DENVER — MapQuest is diving farther into crowdsourcing, with online maps edited by the people, for the people.
The AOL Inc. subsidiary is launching a separate website Thursday where people can chime in with corrections and additions to MapQuest's U.S. maps and label previously unmarked destinations like specific rides at Disneyland or swing sets at their neighborhood parks.
The open-source mapping site lets users report errors, or they can register to be map contributors to suggest and make changes themselves. Maps at http://open.mapquest.com update every 15 minutes, and directions to newly marked spots are available within 24 hours. MapQuest says rogue editors would be policed by the community.
Denver-based MapQuest has been launching similar capabilities since July for maps of specific countries by using OpenStreetMap data and popular open-sourcing mapping software. OpenStreetMap is an editable world map with thousands of contributors. In one of OpenStreetMap's recent, high-profile efforts, volunteers in Haiti after the devastating earthquake in January mapped camps and downed bridges to help aid workers get help where it was needed.

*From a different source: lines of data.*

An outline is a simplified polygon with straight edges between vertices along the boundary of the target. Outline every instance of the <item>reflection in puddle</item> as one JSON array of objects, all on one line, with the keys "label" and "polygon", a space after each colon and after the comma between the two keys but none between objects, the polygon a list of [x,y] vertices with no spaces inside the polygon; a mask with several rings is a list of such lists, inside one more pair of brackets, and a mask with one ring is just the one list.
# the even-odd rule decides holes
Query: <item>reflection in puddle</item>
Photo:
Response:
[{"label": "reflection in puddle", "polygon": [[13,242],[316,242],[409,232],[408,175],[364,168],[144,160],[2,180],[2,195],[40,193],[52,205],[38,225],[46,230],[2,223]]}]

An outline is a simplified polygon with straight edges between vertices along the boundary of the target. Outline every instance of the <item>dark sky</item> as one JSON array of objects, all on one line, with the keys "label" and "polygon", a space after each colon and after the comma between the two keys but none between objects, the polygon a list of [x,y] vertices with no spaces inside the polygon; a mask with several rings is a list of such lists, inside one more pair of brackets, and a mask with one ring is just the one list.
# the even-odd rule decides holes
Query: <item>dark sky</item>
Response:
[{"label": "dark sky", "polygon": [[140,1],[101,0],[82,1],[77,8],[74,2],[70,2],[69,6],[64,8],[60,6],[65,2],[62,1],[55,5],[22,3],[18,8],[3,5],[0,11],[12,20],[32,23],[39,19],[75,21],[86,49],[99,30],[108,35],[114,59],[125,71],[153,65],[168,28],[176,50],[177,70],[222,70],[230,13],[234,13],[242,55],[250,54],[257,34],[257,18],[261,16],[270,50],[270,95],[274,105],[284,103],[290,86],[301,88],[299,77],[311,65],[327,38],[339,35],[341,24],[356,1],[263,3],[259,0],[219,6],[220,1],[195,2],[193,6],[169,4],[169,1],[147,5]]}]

The idea is to create richer mapping data for people who would like to develop location-based applications using MapQuest.
"We would like to 'out-open' Google," MapQuest general manager Christian Dwyer said.
Google Inc.'s Map Maker lets "citizen cartographers" sign in to draw and edit maps in more than 150 countries and territories, particularly in the developing world, but it hasn't launched those capabilities for the U.S. yet. Community-edited suggestions eventually can make their way onto Google Maps.
Everyday users of Google Maps also can report errors. It can sometimes take about a month for Google to vet suggestions.
Eventually, http://open.mapquest.com and MapQuest's main site might merge into one, but that could be at least a few years away, Dwyer said.
MapQuest is hoping to re-establish its relationship in the developer community, allow new applications to be built and attract the best engineers to the company at a time when Facebook, Google and Microsoft Corp. are all going after top talent, Dwyer said.
MapQuest claims about a 45 percent market share in online mapping, making it the No. 2 player behind Google. People visit MapQuest.com about 2.5 times a month, but MapQuest's goal is to become part of people's daily lives, Dwyer said.